La juridiction européenne a jugé que les tribunaux de l’État de résidence habituelle ne sont pas compétents pour approuver un tel refus de conséquences. Elle estime que la mission de réception dérogatoire ne saurait englober des actes de nature décisionnelle allant au-delà de la simple formalité administrative. Cette interprétation garantit la concentration du contentieux successoral devant les autorités compétentes pour statuer sur le fond du droit de la succession.
I. La délimitation stricte du for alternatif dérogatoire
A. Une compétence de réception limitée par les termes du règlement
L’article 13 prévoit un for alternatif permettant aux héritiers de faire une déclaration devant les juridictions de leur propre État de résidence habituelle. La Cour souligne que ces autorités sont compétentes uniquement pour « recevoir » ces déclarations selon le libellé clair du texte communautaire.
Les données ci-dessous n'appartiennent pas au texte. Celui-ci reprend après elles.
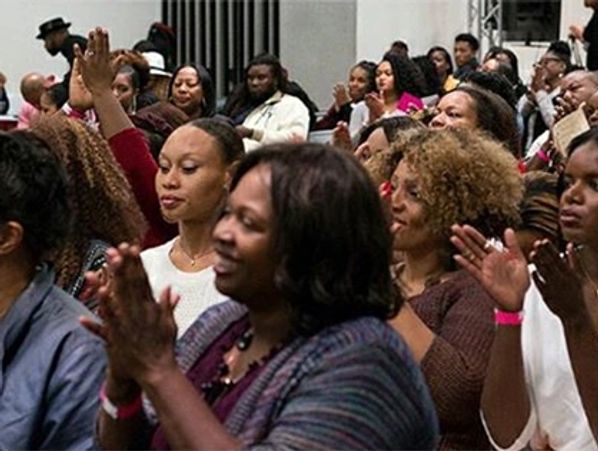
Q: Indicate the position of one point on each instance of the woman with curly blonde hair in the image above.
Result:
(104, 209)
(441, 178)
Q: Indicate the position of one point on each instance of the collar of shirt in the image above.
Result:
(15, 322)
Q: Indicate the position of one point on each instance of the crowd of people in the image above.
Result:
(184, 272)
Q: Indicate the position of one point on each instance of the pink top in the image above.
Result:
(408, 102)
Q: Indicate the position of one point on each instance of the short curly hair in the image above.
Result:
(101, 198)
(464, 177)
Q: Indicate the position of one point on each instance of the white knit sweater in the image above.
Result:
(197, 289)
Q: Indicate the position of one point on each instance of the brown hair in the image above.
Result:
(465, 177)
(101, 199)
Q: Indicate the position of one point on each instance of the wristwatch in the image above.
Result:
(119, 412)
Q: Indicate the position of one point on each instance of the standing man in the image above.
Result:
(588, 35)
(466, 48)
(262, 109)
(57, 39)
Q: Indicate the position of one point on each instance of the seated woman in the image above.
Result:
(52, 368)
(444, 177)
(191, 89)
(131, 83)
(301, 357)
(375, 144)
(53, 98)
(539, 210)
(362, 80)
(400, 86)
(537, 106)
(104, 209)
(478, 109)
(540, 391)
(196, 165)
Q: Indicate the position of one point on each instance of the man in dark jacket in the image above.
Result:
(57, 39)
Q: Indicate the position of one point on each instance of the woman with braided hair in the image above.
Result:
(104, 209)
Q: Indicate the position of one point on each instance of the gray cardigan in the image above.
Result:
(350, 386)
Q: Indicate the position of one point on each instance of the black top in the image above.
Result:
(590, 35)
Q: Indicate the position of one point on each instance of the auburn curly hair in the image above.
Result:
(101, 199)
(464, 177)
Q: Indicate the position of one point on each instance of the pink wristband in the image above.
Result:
(502, 318)
(119, 412)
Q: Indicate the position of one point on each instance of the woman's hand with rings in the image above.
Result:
(503, 273)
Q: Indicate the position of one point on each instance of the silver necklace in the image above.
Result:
(192, 258)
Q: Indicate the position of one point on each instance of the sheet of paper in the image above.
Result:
(567, 128)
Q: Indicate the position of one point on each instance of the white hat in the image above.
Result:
(156, 62)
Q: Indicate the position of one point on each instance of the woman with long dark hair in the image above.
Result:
(301, 357)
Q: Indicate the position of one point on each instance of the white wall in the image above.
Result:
(127, 20)
(421, 23)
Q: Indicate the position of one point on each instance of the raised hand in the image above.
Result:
(375, 105)
(560, 282)
(95, 65)
(79, 96)
(341, 96)
(139, 332)
(502, 272)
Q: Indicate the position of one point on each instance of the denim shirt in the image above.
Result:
(51, 369)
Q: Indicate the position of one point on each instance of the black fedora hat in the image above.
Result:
(52, 25)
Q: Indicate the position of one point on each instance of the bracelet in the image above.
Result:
(119, 412)
(542, 156)
(504, 318)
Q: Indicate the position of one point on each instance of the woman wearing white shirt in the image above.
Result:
(195, 167)
(542, 382)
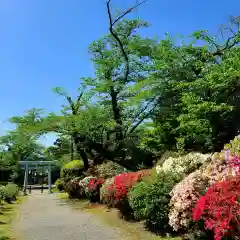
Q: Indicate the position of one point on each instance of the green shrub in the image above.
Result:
(60, 184)
(184, 164)
(11, 192)
(74, 164)
(150, 198)
(73, 188)
(109, 169)
(72, 169)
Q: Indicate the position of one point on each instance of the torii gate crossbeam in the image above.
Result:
(27, 166)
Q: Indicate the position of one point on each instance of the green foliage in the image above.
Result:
(72, 169)
(109, 169)
(73, 188)
(150, 198)
(74, 164)
(60, 184)
(10, 192)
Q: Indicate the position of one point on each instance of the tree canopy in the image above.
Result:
(148, 96)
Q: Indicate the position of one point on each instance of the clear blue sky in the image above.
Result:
(44, 43)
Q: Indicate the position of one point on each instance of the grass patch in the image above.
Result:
(7, 213)
(132, 230)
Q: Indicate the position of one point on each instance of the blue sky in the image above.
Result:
(44, 43)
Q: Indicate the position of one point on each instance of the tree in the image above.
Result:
(198, 89)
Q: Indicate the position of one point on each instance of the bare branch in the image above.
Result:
(128, 11)
(145, 116)
(111, 25)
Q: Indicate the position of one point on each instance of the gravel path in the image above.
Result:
(43, 218)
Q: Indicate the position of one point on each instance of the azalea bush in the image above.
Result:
(93, 189)
(184, 164)
(150, 199)
(85, 181)
(10, 192)
(184, 197)
(116, 195)
(73, 189)
(60, 184)
(219, 208)
(223, 165)
(109, 169)
(104, 190)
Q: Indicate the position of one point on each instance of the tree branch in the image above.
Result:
(111, 25)
(142, 119)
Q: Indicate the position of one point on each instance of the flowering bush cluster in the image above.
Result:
(109, 169)
(150, 198)
(104, 189)
(223, 165)
(93, 189)
(117, 192)
(220, 208)
(85, 181)
(184, 164)
(73, 189)
(184, 196)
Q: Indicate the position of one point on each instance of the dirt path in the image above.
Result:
(42, 217)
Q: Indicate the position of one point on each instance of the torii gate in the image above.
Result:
(36, 165)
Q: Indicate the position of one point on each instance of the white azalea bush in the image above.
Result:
(184, 196)
(184, 164)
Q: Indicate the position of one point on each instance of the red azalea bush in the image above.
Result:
(116, 194)
(93, 189)
(219, 208)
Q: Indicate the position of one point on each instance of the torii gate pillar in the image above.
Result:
(28, 166)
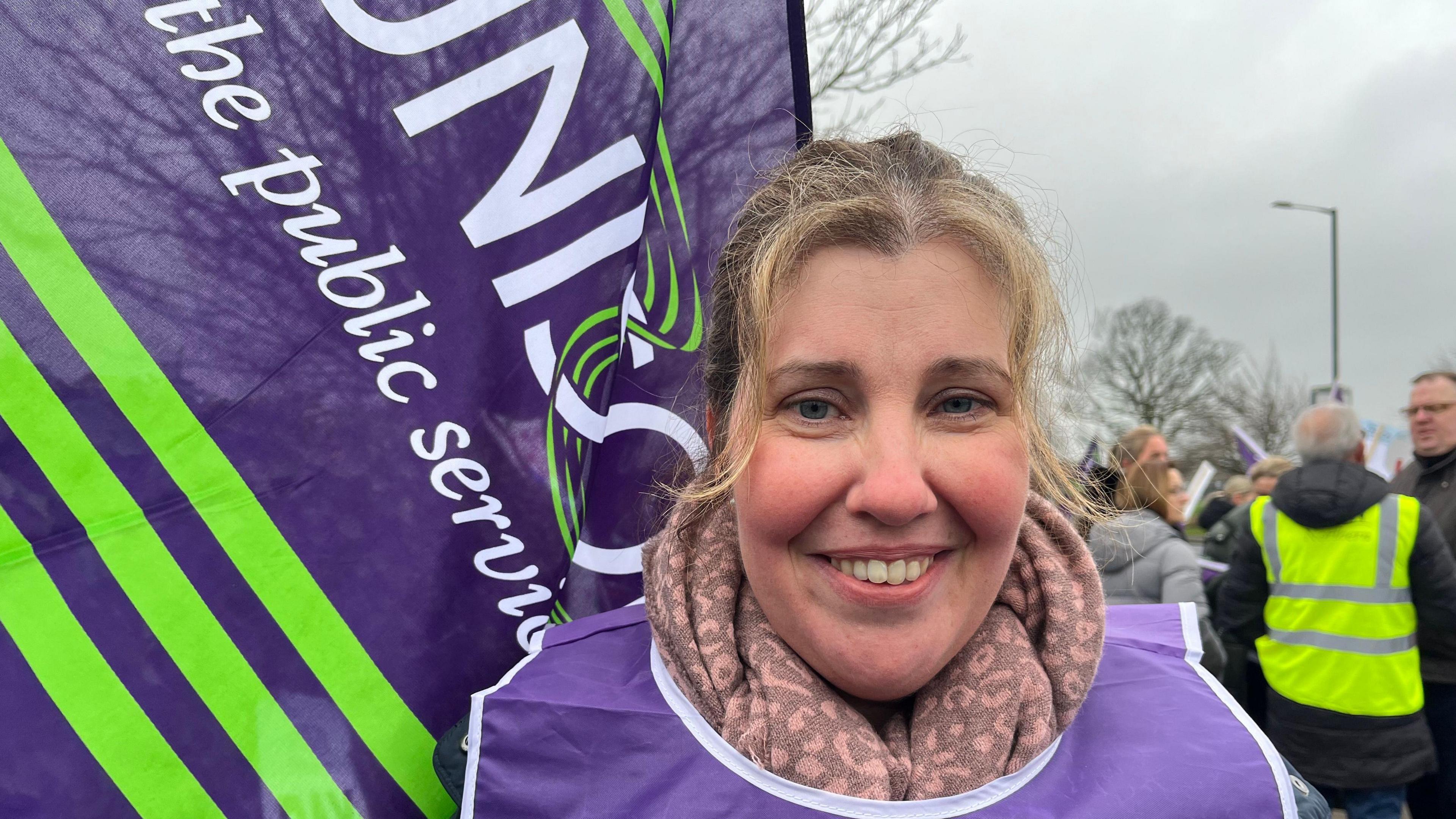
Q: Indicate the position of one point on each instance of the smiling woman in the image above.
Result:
(865, 605)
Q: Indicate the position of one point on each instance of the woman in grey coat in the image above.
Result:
(1144, 557)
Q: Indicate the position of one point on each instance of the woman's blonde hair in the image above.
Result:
(887, 196)
(1147, 486)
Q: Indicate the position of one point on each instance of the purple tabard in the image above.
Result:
(593, 726)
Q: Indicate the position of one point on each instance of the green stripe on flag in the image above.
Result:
(162, 594)
(270, 566)
(88, 691)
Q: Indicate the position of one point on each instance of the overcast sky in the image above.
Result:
(1163, 132)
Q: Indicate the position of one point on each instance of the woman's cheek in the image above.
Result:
(788, 483)
(988, 483)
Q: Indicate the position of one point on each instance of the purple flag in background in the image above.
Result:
(1250, 449)
(341, 349)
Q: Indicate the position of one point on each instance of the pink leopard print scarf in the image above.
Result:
(999, 703)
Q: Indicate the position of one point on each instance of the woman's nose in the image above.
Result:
(892, 486)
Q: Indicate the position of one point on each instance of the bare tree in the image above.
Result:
(1149, 366)
(860, 47)
(1266, 403)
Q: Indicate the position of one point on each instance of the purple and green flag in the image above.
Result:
(343, 346)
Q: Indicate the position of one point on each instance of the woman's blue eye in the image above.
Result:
(959, 406)
(814, 410)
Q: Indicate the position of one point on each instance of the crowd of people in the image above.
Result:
(1327, 596)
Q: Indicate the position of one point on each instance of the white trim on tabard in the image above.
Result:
(1193, 652)
(472, 761)
(855, 808)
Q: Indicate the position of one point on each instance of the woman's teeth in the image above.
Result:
(882, 572)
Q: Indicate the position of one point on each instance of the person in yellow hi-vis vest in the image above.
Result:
(1329, 581)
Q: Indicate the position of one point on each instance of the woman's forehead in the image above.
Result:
(931, 309)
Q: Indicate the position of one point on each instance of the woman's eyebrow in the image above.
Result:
(806, 369)
(974, 369)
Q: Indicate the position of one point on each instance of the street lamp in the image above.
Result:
(1334, 283)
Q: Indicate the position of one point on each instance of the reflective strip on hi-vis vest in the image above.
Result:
(1341, 624)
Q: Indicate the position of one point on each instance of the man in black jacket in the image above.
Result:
(1433, 482)
(1368, 757)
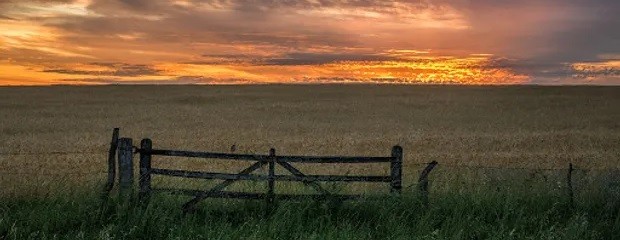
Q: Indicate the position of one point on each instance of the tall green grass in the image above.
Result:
(449, 215)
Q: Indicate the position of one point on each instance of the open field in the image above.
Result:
(55, 139)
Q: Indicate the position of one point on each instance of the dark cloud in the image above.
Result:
(323, 58)
(118, 69)
(181, 80)
(295, 58)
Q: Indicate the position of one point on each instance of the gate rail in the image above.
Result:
(146, 171)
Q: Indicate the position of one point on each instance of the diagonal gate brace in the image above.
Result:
(298, 173)
(190, 205)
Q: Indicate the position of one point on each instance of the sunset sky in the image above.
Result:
(45, 42)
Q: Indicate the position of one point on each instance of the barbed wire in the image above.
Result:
(49, 153)
(52, 174)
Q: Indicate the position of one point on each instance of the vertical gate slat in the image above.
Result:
(145, 168)
(396, 169)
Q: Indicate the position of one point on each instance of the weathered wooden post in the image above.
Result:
(271, 178)
(423, 181)
(125, 167)
(145, 168)
(396, 169)
(569, 183)
(111, 162)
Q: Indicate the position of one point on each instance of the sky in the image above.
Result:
(549, 42)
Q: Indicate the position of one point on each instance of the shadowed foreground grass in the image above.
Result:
(483, 215)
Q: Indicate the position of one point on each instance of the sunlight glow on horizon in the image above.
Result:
(229, 42)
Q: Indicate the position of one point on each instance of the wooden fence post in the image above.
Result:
(111, 162)
(125, 167)
(569, 183)
(396, 169)
(145, 168)
(423, 181)
(271, 183)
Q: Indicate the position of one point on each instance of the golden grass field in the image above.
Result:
(58, 136)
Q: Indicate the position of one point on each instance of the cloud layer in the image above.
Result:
(262, 41)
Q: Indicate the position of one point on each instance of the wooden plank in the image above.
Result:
(396, 169)
(145, 169)
(243, 157)
(423, 181)
(334, 159)
(271, 179)
(333, 178)
(253, 177)
(125, 166)
(207, 175)
(569, 184)
(190, 205)
(257, 196)
(209, 194)
(111, 161)
(298, 173)
(255, 157)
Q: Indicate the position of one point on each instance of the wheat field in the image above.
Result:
(53, 137)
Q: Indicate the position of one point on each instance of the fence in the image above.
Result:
(146, 171)
(126, 151)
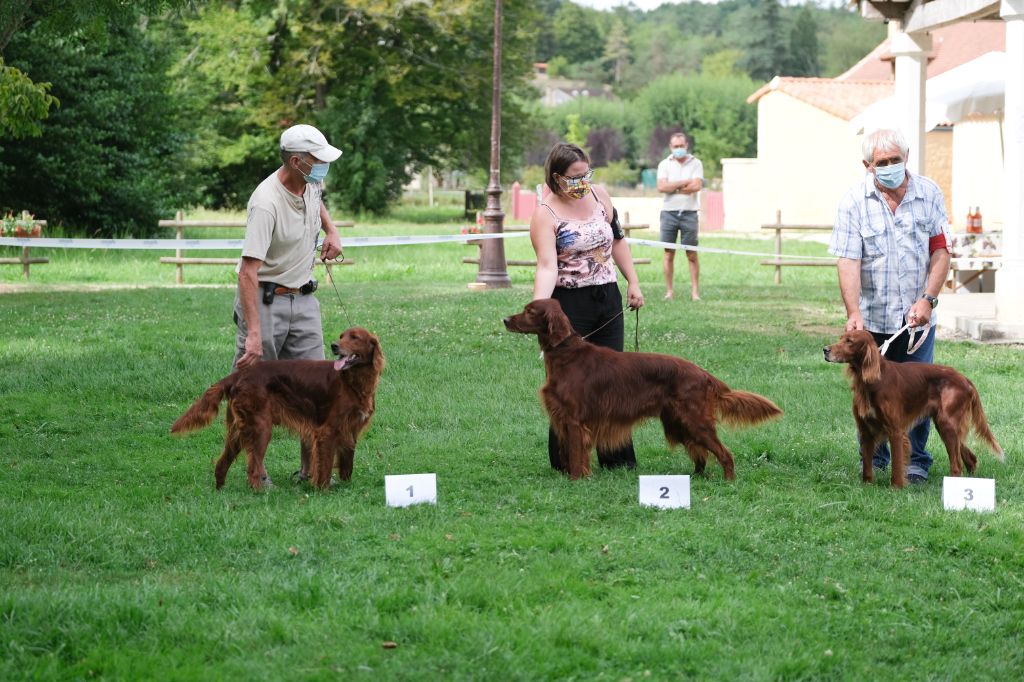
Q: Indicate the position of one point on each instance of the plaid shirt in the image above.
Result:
(892, 249)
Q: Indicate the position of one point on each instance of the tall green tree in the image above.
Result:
(109, 161)
(713, 112)
(804, 50)
(396, 85)
(765, 40)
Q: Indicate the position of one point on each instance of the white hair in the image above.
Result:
(884, 138)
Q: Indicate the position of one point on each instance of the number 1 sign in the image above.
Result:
(974, 494)
(407, 489)
(665, 492)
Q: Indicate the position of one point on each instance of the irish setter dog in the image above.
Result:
(890, 397)
(594, 396)
(328, 403)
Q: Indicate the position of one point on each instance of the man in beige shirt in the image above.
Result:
(275, 312)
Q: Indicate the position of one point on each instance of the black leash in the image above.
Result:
(636, 330)
(330, 278)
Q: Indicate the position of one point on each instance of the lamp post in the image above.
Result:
(493, 270)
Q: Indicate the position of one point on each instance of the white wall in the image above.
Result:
(977, 172)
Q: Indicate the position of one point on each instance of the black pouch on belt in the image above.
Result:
(268, 288)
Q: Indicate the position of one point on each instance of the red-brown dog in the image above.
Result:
(595, 395)
(890, 397)
(328, 403)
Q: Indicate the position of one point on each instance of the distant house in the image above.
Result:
(555, 91)
(809, 155)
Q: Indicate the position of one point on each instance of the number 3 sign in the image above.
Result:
(974, 494)
(665, 492)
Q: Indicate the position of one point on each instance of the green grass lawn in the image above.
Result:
(118, 559)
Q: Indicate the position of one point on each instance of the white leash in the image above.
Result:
(911, 347)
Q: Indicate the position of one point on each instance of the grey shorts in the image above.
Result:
(291, 328)
(683, 223)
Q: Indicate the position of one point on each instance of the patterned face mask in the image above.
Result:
(578, 187)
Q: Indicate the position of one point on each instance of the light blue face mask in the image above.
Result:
(891, 176)
(316, 172)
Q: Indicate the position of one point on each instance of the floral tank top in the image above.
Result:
(584, 249)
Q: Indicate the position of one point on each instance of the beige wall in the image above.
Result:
(977, 172)
(807, 159)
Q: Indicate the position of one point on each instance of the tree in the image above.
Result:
(616, 50)
(713, 112)
(25, 103)
(764, 43)
(396, 85)
(804, 45)
(578, 33)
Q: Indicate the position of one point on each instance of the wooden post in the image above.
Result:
(778, 246)
(179, 231)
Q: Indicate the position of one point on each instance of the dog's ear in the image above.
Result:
(870, 366)
(559, 327)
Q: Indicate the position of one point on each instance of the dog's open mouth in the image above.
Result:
(345, 361)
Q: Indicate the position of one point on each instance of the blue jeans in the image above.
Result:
(921, 459)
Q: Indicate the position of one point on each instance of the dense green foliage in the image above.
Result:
(119, 560)
(187, 108)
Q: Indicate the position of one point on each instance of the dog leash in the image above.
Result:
(330, 278)
(636, 329)
(911, 347)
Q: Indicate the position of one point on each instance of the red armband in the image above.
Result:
(936, 243)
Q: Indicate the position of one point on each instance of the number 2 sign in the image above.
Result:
(665, 492)
(406, 489)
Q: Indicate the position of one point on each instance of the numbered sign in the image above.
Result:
(411, 489)
(974, 494)
(665, 492)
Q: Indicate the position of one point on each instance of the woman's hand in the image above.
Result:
(633, 297)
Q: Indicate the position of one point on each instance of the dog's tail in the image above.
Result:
(740, 408)
(981, 428)
(203, 411)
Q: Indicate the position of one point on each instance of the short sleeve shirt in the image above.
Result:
(892, 248)
(673, 171)
(281, 230)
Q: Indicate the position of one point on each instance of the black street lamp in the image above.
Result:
(493, 271)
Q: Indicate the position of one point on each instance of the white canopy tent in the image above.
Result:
(977, 87)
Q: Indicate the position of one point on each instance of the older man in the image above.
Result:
(680, 177)
(276, 315)
(890, 237)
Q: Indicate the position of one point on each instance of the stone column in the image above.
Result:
(910, 51)
(1010, 278)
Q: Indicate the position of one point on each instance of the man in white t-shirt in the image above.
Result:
(680, 178)
(275, 312)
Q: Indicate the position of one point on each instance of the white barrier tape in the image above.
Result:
(236, 245)
(683, 247)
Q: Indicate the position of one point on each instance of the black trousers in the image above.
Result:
(588, 308)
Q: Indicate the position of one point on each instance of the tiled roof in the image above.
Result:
(951, 46)
(842, 98)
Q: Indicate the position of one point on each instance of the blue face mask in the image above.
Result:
(891, 176)
(316, 172)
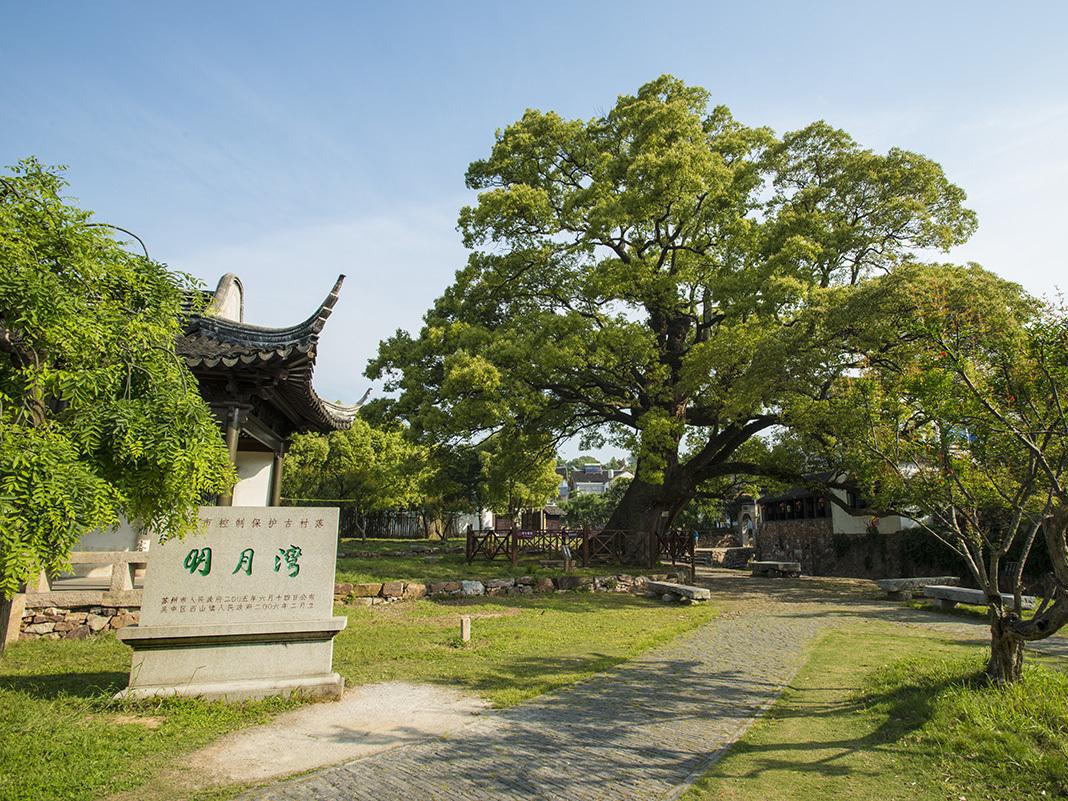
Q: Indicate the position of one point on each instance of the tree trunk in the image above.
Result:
(1006, 653)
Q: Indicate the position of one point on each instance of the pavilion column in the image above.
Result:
(276, 474)
(233, 435)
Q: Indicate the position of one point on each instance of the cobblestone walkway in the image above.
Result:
(641, 732)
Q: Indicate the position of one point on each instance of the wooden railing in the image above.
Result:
(45, 592)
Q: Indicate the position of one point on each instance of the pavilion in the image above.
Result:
(257, 382)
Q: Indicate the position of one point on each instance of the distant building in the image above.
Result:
(594, 478)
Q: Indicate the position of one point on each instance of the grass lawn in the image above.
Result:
(879, 713)
(439, 566)
(520, 646)
(63, 738)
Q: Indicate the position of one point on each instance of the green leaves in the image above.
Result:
(97, 414)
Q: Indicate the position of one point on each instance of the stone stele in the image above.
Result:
(241, 610)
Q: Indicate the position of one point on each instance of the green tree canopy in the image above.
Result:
(518, 472)
(98, 417)
(640, 278)
(376, 469)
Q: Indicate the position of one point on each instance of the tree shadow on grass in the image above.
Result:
(904, 710)
(92, 685)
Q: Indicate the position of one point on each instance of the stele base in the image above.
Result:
(234, 661)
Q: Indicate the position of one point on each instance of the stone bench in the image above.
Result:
(947, 597)
(775, 569)
(905, 589)
(684, 592)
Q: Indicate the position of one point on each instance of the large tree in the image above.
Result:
(98, 417)
(958, 420)
(640, 278)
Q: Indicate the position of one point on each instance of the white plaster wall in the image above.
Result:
(253, 478)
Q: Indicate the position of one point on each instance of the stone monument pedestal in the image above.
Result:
(234, 661)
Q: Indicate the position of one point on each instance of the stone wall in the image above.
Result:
(53, 623)
(736, 558)
(867, 555)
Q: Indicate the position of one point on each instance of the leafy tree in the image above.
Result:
(640, 278)
(958, 422)
(594, 509)
(375, 469)
(98, 417)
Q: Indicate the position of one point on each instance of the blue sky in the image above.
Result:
(288, 142)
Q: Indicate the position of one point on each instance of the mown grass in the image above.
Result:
(971, 611)
(880, 715)
(520, 646)
(438, 566)
(62, 737)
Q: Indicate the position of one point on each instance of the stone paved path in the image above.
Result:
(641, 732)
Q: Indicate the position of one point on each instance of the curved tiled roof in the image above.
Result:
(213, 344)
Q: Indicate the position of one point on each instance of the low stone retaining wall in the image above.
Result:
(393, 591)
(53, 623)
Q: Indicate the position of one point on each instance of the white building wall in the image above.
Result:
(843, 522)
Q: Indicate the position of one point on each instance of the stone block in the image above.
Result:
(366, 591)
(948, 596)
(916, 584)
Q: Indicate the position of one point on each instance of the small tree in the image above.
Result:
(594, 508)
(518, 472)
(639, 277)
(98, 417)
(958, 421)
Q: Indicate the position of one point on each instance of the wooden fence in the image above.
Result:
(45, 592)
Cette disposition vise à simplifier les démarches administratives pour les héritiers résidant loin du lieu d’ouverture de la succession concernée par le litige. Elle déroge ainsi aux règles générales de compétence qui privilégient normalement le tribunal de la dernière résidence habituelle du défunt traité par le règlement. Les juges rappellent toutefois que cette faculté exceptionnelle doit faire l’objet d’une interprétation autonome et uniforme au sein de l’espace judiciaire européen.
B. L’exclusion des mesures d’approbation juridictionnelle complexes
La décision précise qu’une procédure d’approbation d’un refus de subir des effets juridiques constitue une mesure allant bien au-delà de la simple réception. Une telle intervention nécessite l’adoption d’une décision spécifique ou l’ouverture d’une procédure distincte de la simple formalité déclarative prévue par le texte européen. La Cour affirme qu’une « décision juridictionnelle d’approbation ne constitue manifestement pas un acte de réception d’une déclaration visé à l’article 13 » du texte. Le juge de la résidence habituelle ne peut donc pas s’immiscer dans l’appréciation des causes du retard pour valider une renonciation tardive. Cette distinction fondamentale entre la forme de la déclaration et le fond du droit successoral conduit à une lecture rigoureuse des compétences attribuées.
II. L’impératif de cohérence de l’espace judiciaire européen
A. La préservation de l’empire de la loi successorale
La validité de la renonciation dépend étroitement de la corrélation entre les règles de compétence et la loi applicable définie par la lex successionis. L’article 28 du règlement reconnaît la validité formelle des déclarations si elles respectent la loi de l’État où l’héritier possède sa résidence habituelle. L’approbation judiciaire sollicitée touche cependant à la substance même des droits et obligations découlant de la qualité d’héritier universel ou à titre universel. La Cour considère que la compétence de l’article 13 a « une portée limitée qui ne saurait par conséquent couvrir la situation » d’une approbation de refus. Le respect de la compétence exclusive du juge de la succession garantit ainsi l’application uniforme des conditions de fond prévues par la loi applicable.
B. La garantie de la sécurité juridique des tiers
L’objectif de simplification pour les héritiers ne doit pas compromettre la protection effective des créanciers et des autres ayants droit de la succession. La concentration des décisions de fond devant une juridiction unique favorise une gestion rapide et efficace de l’ensemble de la masse successorale transfrontalière. En limitant le rôle du juge de la résidence à une simple fonction de guichet, la Cour préserve la prévisibilité des solutions juridiques. Les tiers peuvent ainsi se fier à la compétence centralisée du tribunal de la dernière résidence du défunt pour contester toute déclaration litigieuse. Cette solution assure finalement un équilibre entre la libre circulation des personnes et la stabilité nécessaire aux relations juridiques au sein de l’Union.